March 2005
I have had a pretty intense week. The men down at Mulga Bore started some initiation business. This means a number of things. It has meant that a couple of mornings this week we have interrrupted school so that all men women and children of the community could perform the ceremony for the 'start' of business for a couple of the young fellas. Cermonial business of this kind also requires the women to dance at night time. I didn't really have a concept of what this meant but was invited to come along and feeling honoured by the invitation I of course accepted. So on Wednesday morning I packed my swag in the back of the Troopy and headed down to Mulga Bore uncertain of what lay ahead. When the kids saw that I had my swag they became excited. "You sleeping here tonight?" they asked and giggled when I said I would be. "You inape?" was the next question - roughly translated inape means to dance ceremonial dances. I do love the brevity of the Anmatyerr language! "Yes I am going to dance with the women" I told them and they seemed pleased if a little surprised.

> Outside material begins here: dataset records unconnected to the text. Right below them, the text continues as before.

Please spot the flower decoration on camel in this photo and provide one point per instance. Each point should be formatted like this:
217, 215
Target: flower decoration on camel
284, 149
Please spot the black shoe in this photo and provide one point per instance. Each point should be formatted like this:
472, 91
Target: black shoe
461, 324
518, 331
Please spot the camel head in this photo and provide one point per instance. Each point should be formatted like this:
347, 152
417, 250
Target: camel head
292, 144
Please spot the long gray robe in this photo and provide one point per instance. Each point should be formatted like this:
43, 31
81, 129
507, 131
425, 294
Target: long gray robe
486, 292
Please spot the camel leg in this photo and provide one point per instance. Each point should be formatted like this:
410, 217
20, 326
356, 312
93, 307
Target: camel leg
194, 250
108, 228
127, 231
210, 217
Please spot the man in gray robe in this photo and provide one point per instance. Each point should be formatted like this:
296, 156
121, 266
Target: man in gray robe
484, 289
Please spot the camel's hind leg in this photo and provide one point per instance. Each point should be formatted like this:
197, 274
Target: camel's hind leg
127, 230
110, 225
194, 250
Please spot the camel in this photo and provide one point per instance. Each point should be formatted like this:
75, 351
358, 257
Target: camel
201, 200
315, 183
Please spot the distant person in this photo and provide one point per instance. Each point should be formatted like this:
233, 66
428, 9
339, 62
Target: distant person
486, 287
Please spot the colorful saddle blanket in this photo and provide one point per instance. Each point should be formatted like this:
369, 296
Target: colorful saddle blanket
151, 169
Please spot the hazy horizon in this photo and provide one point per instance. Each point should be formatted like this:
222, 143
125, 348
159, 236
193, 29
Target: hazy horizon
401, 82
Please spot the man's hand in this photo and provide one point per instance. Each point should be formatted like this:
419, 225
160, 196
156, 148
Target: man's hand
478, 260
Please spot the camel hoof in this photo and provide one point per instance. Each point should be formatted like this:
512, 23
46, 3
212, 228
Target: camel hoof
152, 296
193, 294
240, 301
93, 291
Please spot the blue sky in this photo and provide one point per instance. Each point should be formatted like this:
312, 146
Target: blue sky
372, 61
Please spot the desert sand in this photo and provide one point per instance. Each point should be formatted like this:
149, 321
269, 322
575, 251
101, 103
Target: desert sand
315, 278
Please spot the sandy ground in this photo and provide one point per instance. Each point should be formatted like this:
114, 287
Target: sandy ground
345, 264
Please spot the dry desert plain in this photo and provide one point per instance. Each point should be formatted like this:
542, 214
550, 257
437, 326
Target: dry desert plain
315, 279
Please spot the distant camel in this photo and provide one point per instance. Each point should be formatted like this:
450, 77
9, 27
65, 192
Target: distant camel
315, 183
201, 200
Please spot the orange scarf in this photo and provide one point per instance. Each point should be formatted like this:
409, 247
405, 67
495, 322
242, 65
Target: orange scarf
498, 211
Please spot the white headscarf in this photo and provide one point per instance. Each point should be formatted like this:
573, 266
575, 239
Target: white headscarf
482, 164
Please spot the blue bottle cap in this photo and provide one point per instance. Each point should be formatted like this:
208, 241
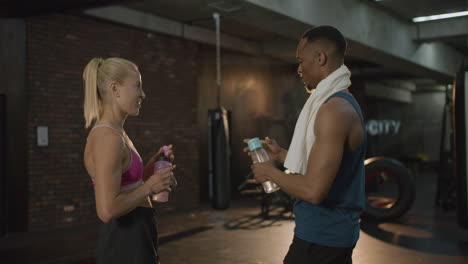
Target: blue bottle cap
254, 144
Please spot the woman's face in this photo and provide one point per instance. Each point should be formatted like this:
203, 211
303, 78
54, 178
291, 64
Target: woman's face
131, 94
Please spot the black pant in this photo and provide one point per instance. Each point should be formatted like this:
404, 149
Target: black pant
303, 252
129, 239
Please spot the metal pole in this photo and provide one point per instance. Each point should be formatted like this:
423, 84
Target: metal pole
216, 17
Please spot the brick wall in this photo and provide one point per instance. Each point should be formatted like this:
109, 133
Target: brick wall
58, 48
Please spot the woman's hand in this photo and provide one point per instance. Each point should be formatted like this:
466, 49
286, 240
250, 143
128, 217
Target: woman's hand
263, 171
161, 181
149, 167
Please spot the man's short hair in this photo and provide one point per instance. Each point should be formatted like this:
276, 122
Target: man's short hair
327, 33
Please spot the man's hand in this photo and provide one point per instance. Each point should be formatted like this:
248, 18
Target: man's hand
275, 152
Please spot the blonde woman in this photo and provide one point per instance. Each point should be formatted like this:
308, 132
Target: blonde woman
122, 186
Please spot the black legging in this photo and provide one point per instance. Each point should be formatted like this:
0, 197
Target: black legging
132, 238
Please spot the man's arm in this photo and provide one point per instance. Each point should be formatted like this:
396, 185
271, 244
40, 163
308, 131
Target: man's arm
332, 127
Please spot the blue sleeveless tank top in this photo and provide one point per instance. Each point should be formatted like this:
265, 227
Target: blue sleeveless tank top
335, 222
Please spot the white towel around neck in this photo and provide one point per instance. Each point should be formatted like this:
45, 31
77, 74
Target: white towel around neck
304, 137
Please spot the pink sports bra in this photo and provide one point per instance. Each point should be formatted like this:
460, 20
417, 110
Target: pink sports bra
133, 175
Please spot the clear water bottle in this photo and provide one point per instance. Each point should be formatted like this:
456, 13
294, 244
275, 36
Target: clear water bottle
259, 155
162, 163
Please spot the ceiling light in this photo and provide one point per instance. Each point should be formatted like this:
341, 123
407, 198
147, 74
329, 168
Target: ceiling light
441, 16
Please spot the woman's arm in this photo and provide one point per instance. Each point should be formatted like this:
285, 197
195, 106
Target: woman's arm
108, 153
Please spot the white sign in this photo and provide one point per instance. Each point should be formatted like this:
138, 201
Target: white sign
382, 127
42, 136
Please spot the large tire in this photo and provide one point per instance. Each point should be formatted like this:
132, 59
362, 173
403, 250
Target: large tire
403, 179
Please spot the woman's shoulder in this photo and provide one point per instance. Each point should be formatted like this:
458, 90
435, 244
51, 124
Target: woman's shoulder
105, 138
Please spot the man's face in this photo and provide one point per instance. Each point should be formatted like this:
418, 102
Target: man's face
309, 68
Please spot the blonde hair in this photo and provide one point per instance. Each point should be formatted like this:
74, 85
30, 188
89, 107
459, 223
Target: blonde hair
96, 75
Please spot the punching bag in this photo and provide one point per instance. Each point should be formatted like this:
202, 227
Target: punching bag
219, 158
460, 107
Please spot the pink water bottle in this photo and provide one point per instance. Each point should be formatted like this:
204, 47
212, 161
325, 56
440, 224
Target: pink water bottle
162, 162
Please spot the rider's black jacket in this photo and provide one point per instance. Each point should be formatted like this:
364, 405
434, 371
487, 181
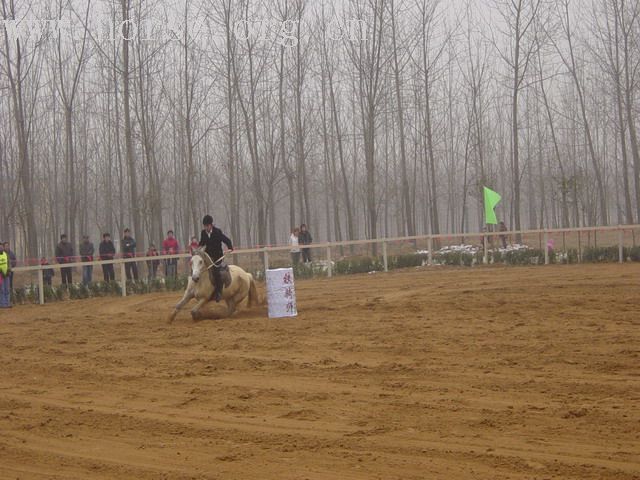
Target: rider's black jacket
213, 242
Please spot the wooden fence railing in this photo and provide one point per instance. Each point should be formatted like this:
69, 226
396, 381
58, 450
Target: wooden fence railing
328, 246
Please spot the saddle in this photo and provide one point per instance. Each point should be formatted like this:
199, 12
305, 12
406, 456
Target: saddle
225, 274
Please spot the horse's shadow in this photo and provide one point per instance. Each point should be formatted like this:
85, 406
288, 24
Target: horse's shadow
219, 312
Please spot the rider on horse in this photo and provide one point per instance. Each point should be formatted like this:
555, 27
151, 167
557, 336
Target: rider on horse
212, 239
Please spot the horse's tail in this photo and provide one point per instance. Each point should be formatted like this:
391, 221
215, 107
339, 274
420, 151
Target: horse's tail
254, 299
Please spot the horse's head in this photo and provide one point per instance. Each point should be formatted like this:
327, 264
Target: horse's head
198, 265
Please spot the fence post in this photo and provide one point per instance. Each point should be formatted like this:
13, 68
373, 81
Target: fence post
546, 248
485, 255
385, 261
41, 286
579, 248
621, 245
266, 261
123, 279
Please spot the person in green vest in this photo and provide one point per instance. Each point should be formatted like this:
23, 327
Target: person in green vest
5, 271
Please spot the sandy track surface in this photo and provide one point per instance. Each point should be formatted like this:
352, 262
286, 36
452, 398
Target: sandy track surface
483, 373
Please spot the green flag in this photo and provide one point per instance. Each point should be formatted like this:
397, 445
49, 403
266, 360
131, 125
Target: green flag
491, 199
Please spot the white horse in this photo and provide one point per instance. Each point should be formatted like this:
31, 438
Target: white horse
200, 287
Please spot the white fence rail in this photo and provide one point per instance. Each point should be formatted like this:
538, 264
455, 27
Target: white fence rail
485, 237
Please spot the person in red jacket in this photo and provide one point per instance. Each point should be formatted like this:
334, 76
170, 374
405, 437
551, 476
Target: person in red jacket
170, 246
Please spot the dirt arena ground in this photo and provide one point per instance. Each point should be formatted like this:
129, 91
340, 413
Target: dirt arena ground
483, 373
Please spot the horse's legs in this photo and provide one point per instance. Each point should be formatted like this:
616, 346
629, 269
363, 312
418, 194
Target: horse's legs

School over for the day I headed over to Lindsay's house to wait for whatever was going to happen next. At about sun down a cardrove by and gave some signal that spurred everyone into action. On mass the community began hping in cars or walking towards the bush camp the men had made. We found them by the fires they had already lit. With our back to the men, all the women and children sat on the ground facing the setting sun. As the first stars appeared the women began getting up. Some took branches of trees to clear the ground as they walked and slowly we formed two lines circling the men's camp fire in opposite directions. I started heading one way but Mavis was watching out for me -"You gotta come this way Lisa". It was the first of many directives I would receive that night, none of them given in frustration but all of them given with the tolerance and understanding of a parent teaching a child something for the first time.
The boys who were old enough sat with the men around thefire and the women sat in groups according to their skin relationship to the boy going through business. I sat with all of his "mothers and sisters".
The men began to sing. To try to explain what it sounded like would be like trying to explain how it feels to watch a sunset. It is something I will never be able to expalin to anyone I think. They sang to the spirits of the land to protect the boy as he becomes a man and they call upon the women one group at a time to get up and dance and 'sing out' for him. When instructed I joined in and used the other women's actions as my guide. The kids pointed and softly giggled to each other as they realised I was up there dancing too, but once again, it was not done in ridicule but in pride that I was there and being part of their ceremony. The men called each group in turn, always in 'language', always in song, sisters, mothers, aunties, daughters - everyone was included from the youngest child to the oldest women. This is how they teach their children, this is how they pass on their traditions.
They just as surely as it had begun Lindsay calls out "culla" and the women and children are up and walking home again.
We have a few hours slepp after this but are awoken by the singing of the men again. It is time to begin the all night vigil. W move our swags close by and it begins again. The old men sing and the women dance a short distance away from the initiation camp. The purpose seems to be to keep the men awake and the women take it in turns to sleep and dance. I am told to sleep for a while and I will be awoken when it it my turn. At 4am Colleen leans over and gently says "Lisa, wake up" Once gain I am instructed when to go forward and dance and am encouraged to momic the chants the women utter. I do my best, and strangely do not feel self conscious or weird. No one is judging me, everyone is teaching me. As it starts to get light in the East the singing and dancing stops and the women begin to form two lines facing each other. Some branches and coolamon are placed in the middle and the boy is brought in - painted up and weak from no sleep and whatever else he has had to endure - secret business. He kneels down and once again that is our cue to leave. Our part of the ceremony is over and we head for home.
For much of the night I remember thinking to myself how privileged I am to be invited to witness and participate in such a ceremony. I am overwhelmed by the ancientness of it but also by the sacredness it still holds for these people.
It has made me pensive about the lack of ceremony in my life now and the lack of connection I have to sacred practices in my life and my culture. I am lucky to be witness to theirs but I am still an outsider, it does not belong to me and I will never be fully part of this world. It seems funny that the deeper I go into indigenous community and the more accepted I feel the less I feel I belong. Why is that I wonder?